L’abuso del diritto, in materia di registro, si può annidare anche in un atto di vendita immobiliare che viene qualificato dall’Ufficio come atto di permuta. A dirlo è stata la Ctr Emilia Romagna con la sentenza 1926/10/14 (presidente D’Orazi, relatore D’Amato) che ha confermato totalmente la sentenza di primo grado. Quest’ultima, però, parlando di elusione, aveva escluso l’applicabilità delle sanzioni.
La vicenda prende origine dalla stipula di un atto pubblico di vendita, qualificato dall’Ufficio come permuta con attribuzione a favore di terzo. Con tale atto è stato previsto che tre signore cedevano ad una società immobiliare un immobile di poco superiore ai 650mila euro. La società immobiliare aveva già pagato questo immobile in parte (circa 240mila euro) con assegni, in parte (circa 400mila euro) mediante cessione di altro immobile e nella rimanente minima parte (circa 10mila euro) mediante lavori da eseguire su questo ultimo immobile.
Poiché la società immobiliare aveva l’intenzione di procedere alla ristrutturazione dell’immobile e un signore – terzo comparente nell’atto – era interessato al suo acquisto e all’esecuzione delle opere di ristrutturazione, la società aveva deciso di non intestarsi il bene e di non assumere, quindi, in proprio il rischio di impresa connesso all’esecuzione dei lavori e alla ricerca di idonei acquirenti. Così come affermato in un punto specifico dell’atto notarile, infatti, la società ha scelto di attribuire al terzo direttamente gli effetti della rogito.
Pertanto, l’immobile di circa 650mila euro veniva trasferito direttamente dalle tre signore venditrici all’acquirente terzo. L’atto veniva tassato con imposte di registro, catastali e ipotecarie calcolate con i benefici della prima casa (spettante all’acquirente). Contemporaneamente, però, un secondo immobile (quello di circa 400mila euro) veniva trasferito – a parziale pagamento del primo (da 650mila euro) – dalla società immobiliare alle tre signore venditrici e veniva tassato con Iva calcolata in base all’aliquota agevolata sulla prima casa (spettante alle signore).

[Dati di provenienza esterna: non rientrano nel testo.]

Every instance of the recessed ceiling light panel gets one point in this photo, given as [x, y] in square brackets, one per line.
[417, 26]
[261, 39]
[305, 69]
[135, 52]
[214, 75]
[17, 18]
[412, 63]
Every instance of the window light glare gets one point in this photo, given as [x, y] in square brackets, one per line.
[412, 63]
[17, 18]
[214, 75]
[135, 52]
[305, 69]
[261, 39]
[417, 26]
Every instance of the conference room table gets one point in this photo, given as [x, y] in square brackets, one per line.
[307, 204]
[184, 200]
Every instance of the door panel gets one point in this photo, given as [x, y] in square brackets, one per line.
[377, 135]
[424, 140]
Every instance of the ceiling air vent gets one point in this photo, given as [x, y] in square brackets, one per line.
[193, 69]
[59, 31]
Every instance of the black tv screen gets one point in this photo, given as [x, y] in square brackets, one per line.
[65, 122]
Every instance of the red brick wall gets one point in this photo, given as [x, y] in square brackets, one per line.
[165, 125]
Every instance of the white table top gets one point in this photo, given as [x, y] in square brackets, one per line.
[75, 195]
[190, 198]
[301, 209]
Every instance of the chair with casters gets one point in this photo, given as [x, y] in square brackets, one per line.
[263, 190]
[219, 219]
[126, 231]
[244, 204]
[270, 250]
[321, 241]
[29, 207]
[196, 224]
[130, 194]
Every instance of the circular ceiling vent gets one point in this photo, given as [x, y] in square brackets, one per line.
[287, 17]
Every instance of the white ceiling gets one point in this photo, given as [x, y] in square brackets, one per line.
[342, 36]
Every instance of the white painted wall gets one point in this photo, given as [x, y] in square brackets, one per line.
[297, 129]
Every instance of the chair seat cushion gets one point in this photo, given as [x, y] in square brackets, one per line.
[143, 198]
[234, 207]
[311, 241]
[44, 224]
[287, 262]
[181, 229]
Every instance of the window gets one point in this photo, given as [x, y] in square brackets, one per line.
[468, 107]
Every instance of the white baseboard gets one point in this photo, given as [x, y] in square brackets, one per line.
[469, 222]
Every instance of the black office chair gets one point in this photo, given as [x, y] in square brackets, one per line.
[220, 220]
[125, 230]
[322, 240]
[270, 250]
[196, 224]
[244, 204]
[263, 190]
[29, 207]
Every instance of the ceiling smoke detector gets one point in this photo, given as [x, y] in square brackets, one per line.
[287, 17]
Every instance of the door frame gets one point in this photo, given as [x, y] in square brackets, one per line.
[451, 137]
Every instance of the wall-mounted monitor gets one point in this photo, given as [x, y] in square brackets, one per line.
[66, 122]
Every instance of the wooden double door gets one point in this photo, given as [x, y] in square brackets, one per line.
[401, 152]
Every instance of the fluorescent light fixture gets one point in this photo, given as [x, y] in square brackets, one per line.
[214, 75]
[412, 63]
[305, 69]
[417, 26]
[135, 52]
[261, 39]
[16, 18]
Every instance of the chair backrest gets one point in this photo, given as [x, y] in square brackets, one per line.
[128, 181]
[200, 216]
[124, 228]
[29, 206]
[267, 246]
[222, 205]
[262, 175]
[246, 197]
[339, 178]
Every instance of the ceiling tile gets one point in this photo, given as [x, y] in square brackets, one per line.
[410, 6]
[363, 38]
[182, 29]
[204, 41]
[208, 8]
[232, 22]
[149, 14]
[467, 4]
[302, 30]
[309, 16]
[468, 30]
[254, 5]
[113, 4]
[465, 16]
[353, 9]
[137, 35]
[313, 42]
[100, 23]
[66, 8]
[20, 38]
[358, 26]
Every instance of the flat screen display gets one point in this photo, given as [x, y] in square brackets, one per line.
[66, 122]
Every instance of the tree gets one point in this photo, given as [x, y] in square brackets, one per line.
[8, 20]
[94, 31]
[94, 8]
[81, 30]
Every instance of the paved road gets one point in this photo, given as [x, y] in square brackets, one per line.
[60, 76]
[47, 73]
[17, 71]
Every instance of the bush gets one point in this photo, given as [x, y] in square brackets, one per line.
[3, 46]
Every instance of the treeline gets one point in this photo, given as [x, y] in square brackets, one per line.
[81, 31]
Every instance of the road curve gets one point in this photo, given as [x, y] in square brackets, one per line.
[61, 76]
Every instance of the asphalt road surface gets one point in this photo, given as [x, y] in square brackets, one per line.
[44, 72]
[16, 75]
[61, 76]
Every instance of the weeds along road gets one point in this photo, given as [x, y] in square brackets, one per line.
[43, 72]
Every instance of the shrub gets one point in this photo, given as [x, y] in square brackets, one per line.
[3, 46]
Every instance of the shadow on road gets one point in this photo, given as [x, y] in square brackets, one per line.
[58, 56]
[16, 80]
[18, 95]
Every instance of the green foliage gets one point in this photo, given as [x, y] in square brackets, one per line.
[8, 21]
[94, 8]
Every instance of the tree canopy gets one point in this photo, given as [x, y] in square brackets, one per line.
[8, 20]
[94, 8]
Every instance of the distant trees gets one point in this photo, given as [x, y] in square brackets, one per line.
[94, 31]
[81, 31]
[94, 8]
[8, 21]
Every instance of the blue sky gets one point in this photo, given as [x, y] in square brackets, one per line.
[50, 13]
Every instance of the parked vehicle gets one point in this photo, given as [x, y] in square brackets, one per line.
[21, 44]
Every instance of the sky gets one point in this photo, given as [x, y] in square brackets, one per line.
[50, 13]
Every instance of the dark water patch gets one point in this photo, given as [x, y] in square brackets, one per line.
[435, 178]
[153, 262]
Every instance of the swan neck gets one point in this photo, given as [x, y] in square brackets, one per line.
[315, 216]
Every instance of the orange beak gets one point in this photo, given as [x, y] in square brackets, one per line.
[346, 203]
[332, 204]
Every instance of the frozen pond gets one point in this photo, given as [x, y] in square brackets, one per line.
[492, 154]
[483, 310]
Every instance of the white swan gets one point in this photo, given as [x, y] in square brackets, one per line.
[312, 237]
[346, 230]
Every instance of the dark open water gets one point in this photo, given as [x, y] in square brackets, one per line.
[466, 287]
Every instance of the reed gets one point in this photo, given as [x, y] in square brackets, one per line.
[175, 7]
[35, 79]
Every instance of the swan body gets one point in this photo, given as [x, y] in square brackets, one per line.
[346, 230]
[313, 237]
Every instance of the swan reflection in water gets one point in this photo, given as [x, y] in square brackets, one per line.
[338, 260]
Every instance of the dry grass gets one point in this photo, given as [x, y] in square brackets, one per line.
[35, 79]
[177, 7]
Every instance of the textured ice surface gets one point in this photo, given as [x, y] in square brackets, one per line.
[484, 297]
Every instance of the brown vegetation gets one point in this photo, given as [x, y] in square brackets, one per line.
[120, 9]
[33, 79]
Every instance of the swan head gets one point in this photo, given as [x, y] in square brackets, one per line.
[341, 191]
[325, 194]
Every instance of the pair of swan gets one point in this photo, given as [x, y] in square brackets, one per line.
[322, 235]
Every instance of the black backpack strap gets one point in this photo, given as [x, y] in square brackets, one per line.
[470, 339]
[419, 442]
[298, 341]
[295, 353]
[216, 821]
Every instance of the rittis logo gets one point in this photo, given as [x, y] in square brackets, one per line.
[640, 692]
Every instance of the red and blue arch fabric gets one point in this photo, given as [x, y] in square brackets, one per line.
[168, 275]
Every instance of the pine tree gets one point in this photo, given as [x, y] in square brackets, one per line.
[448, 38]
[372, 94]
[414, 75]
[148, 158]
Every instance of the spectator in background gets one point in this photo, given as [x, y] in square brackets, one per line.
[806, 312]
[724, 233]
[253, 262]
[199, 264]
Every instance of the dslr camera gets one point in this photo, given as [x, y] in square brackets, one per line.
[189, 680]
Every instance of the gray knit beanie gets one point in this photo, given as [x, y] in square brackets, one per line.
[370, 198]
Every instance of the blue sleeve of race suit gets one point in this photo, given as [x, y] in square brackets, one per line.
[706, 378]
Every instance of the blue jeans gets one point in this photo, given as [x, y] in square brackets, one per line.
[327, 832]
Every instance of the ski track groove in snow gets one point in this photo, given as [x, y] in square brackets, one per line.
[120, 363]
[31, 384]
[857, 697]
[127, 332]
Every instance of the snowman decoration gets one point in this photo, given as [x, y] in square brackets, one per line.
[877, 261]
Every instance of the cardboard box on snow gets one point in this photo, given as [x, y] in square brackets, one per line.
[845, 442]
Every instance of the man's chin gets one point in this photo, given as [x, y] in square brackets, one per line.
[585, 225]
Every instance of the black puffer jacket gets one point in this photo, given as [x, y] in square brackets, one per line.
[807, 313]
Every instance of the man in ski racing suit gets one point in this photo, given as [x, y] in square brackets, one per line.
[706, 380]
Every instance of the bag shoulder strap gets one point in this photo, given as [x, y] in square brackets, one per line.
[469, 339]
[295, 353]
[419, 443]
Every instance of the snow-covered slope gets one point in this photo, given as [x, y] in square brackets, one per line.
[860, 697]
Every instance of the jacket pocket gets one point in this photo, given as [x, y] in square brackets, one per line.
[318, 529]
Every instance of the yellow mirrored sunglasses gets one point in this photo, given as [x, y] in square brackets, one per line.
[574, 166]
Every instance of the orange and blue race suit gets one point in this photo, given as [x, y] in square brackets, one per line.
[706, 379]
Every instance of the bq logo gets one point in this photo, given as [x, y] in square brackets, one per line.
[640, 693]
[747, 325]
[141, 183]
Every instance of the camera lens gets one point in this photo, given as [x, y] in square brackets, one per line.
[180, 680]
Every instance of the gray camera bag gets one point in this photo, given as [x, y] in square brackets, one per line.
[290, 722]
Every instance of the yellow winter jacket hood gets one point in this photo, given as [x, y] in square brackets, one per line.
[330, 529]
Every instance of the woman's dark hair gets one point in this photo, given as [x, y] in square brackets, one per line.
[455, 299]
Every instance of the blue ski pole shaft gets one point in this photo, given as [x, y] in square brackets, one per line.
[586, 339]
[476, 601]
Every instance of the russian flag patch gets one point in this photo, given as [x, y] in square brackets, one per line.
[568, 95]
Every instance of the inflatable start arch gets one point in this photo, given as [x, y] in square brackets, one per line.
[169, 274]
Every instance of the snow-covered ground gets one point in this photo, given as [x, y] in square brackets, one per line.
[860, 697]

L’agenzia delle Entrate, ritenendo che le parti non avevano configurato una permuta, come invece avrebbero dovuto, ha emesso un avviso di liquidazione per abuso del diritto basato sul presupposto che il primo immobile è stato prima dato in permuta alla società immobiliare e, solo in un secondo momento, ceduto al terzo. In estrema sintesi, l’Ufficio ha recuperato imposte di registro e ipocatastali del 10% sul valore venale di circa 650mila euro dell’immobile oggetto dell’atto notarile a rogito, definito come atto di permuta con attribuzione a favore del terzo. Le parti avevano ritenuto di tassarlo come semplice compravendita in regime agevolato, mentre l’Ufficio ha ritenuto di doverlo ulteriormente tassare anche come permuta.
Contro questo avviso di accertamento la società ha proposto opposizione in Commissione tributaria provinciale. La Ctp ha accolto parzialmente il ricorso, dichiarando inapplicabili le sanzioni e confermando nel resto l’accertamento. Secondo i giudici di primo grado non risultavano dall’atto notarile le finalità perseguite dalle parti e il contribuente non aveva precisato i motivi del suo comportamento che – secondo i giudici – potevano essere ricondotti solo al perseguimento di un puro risparmio di imposta.
Secondo la Ctr è corretto affermare che l’atto di permuta con attribuzione ad un acquirente terzo del risultato non opera alcun effetto traslativo sotto il profilo civilistico (in quanto la società nel caso in esame non si è intestata alcun bene), ma è sbagliato sostenere lo stesso principio sul piano tributario sostanziale. Con la riforma tributaria degli anni Settanta il legislatore aveva scelto di dare importanza agli effetti giuridici dell’atto, che in questo caso per la società non ci sono stati, posto che la società non ha acquistato nulla.